Molybdenum Emerges As Tungsten Alternative for AI Chip Interconnects

Imagine a city's water pipes suddenly narrowing, reducing water pressure and severely impacting residents' water supply. This analogy mirrors the challenges facing chip interconnects. For decades, tungsten has been the semiconductor industry's preferred interconnect material, but as artificial intelligence demands push chip performance requirements to new heights, tungsten's physical limitations are becoming increasingly apparent.

Interconnects form the crucial wiring network that links components within integrated circuits, functioning much like human blood vessels or a city's water supply system. These microscopic pathways transmit electrons between transistors and other components, enabling signal and power transfer throughout the chip.

The efficiency of interconnects directly determines overall chip performance. When bottlenecks occur—whether from excessive resistance or signal delays—electron flow becomes obstructed, leading to reduced chip speed, increased power consumption, and potential functional failures. High-performance interconnects are therefore essential for building efficient, reliable chips.

Interconnects serve four primary functions:

• Signal transmission: Moving digital signals between circuit modules to enable coordinated operation across the chip.
• Power distribution: Delivering electricity from power sources to all chip components.
• Grounding: Providing pathways to dissipate excess charge and prevent electrostatic interference.
• Heat dissipation: Conducting heat away from internal components through thermally conductive materials.
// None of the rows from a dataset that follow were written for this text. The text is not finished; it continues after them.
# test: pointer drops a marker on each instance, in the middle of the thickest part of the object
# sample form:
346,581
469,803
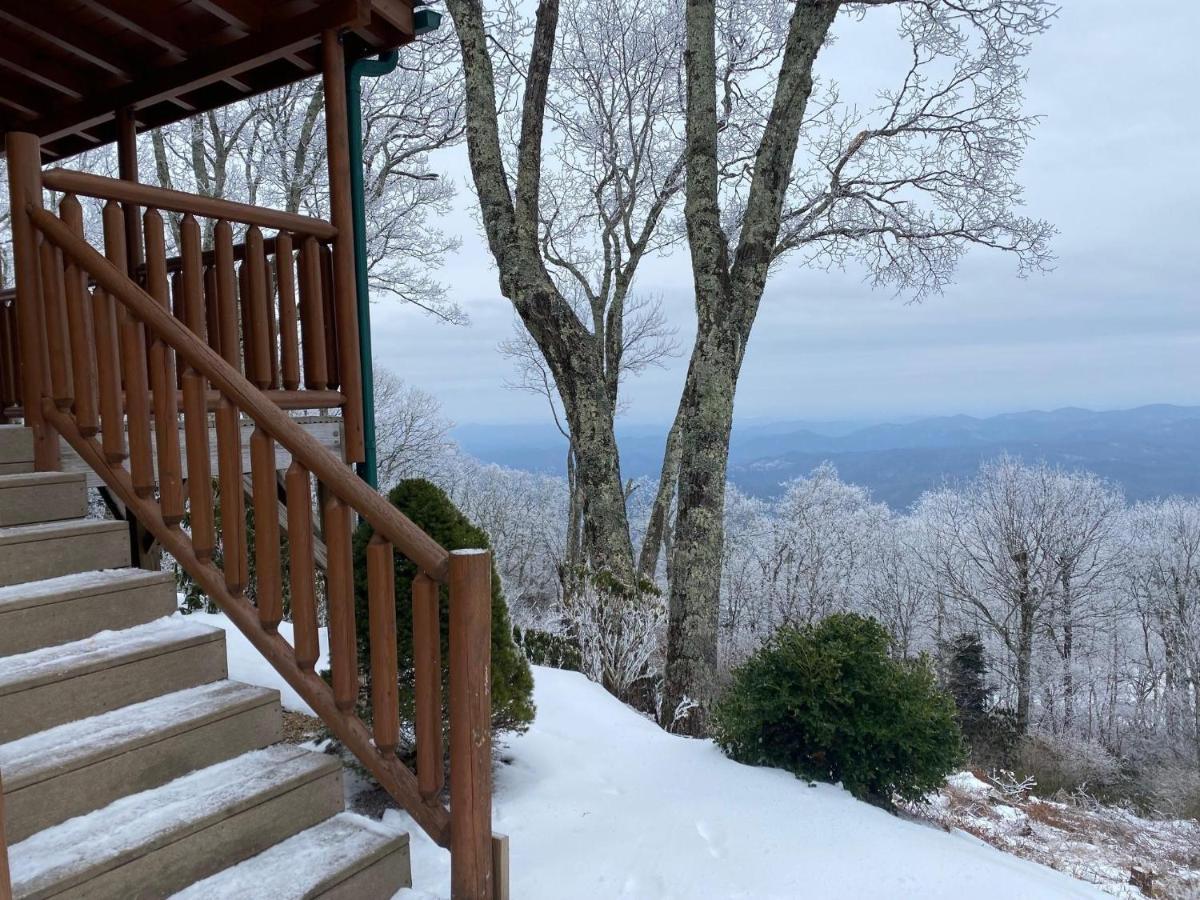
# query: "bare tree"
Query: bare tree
412,432
568,238
270,150
905,187
905,190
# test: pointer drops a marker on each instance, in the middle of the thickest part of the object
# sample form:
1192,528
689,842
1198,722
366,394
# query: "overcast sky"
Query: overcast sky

The semiconductor industry has undergone multiple material transitions for interconnects. Aluminum served as the initial standard, but its higher resistivity and pronounced electromigration effects became problematic as chips shrank. Copper and tungsten subsequently emerged as advanced alternatives.

• Aluminum interconnects: Widely used in early integrated circuits for their low cost and easy processing, but unsuitable for modern miniaturized chips due to high resistivity and electromigration (metal atom displacement under current).
• Copper interconnects: Offering lower resistivity than aluminum for faster signals and reduced power consumption, with better electromigration resistance. Now the mainstream choice, though requiring barrier layers to prevent silicon diffusion.
• Tungsten interconnects: Valued for high-temperature resistance and chemical stability, particularly in vertical connections (vias) between metal layers. Despite higher resistivity, tungsten remains important for its filling capability and reliability.

Artificial intelligence's rapid advancement demands unprecedented computing power and memory capacity, driving chipmakers toward 3D stacking architectures. These designs require thinner, more efficient interconnects to handle increased signal density in confined spaces while maintaining signal integrity—a challenge where tungsten shows critical limitations:

• High resistivity: Tungsten's resistance increases dramatically at smaller dimensions, slowing signals and increasing power consumption.
• Barrier layer requirements: Necessary protective layers add complexity, cost, and space constraints that limit interconnect density.
• Electromigration risks: While tungsten performs better than aluminum, rising current densities in high-power chips still pose reliability concerns.

As tungsten struggles with these challenges, molybdenum has emerged as a promising alternative with superior properties:

• Lower resistivity: Particularly at small scales, enabling faster signals and reduced power consumption.
• Barrier-free operation: Its chemical stability eliminates need for protective layers, simplifying manufacturing and increasing density.
• Shorter mean free path: Electrons travel shorter distances between collisions, making molybdenum ideal for advanced, miniaturized structures.

Additional potential benefits include higher melting points for improved reliability, superior corrosion resistance for extended chip lifespan, and potentially lower costs as production techniques mature.

The transition from aluminum to copper to tungsten has consistently mirrored chip technology's progress. Now, as AI reshapes performance requirements, molybdenum stands poised to become the next foundational interconnect material. While commercialization challenges remain—particularly in deposition and etching processes—ongoing technical developments are expected to overcome these hurdles.

This shift from tungsten to molybdenum represents a pivotal moment in semiconductor metallization, enabling chipmakers to meet the escalating demands of AI and future technologies. As the industry continues pushing boundaries, material innovation will remain central to advancing chip capabilities, with molybdenum positioned to play a transformative role in semiconductor development.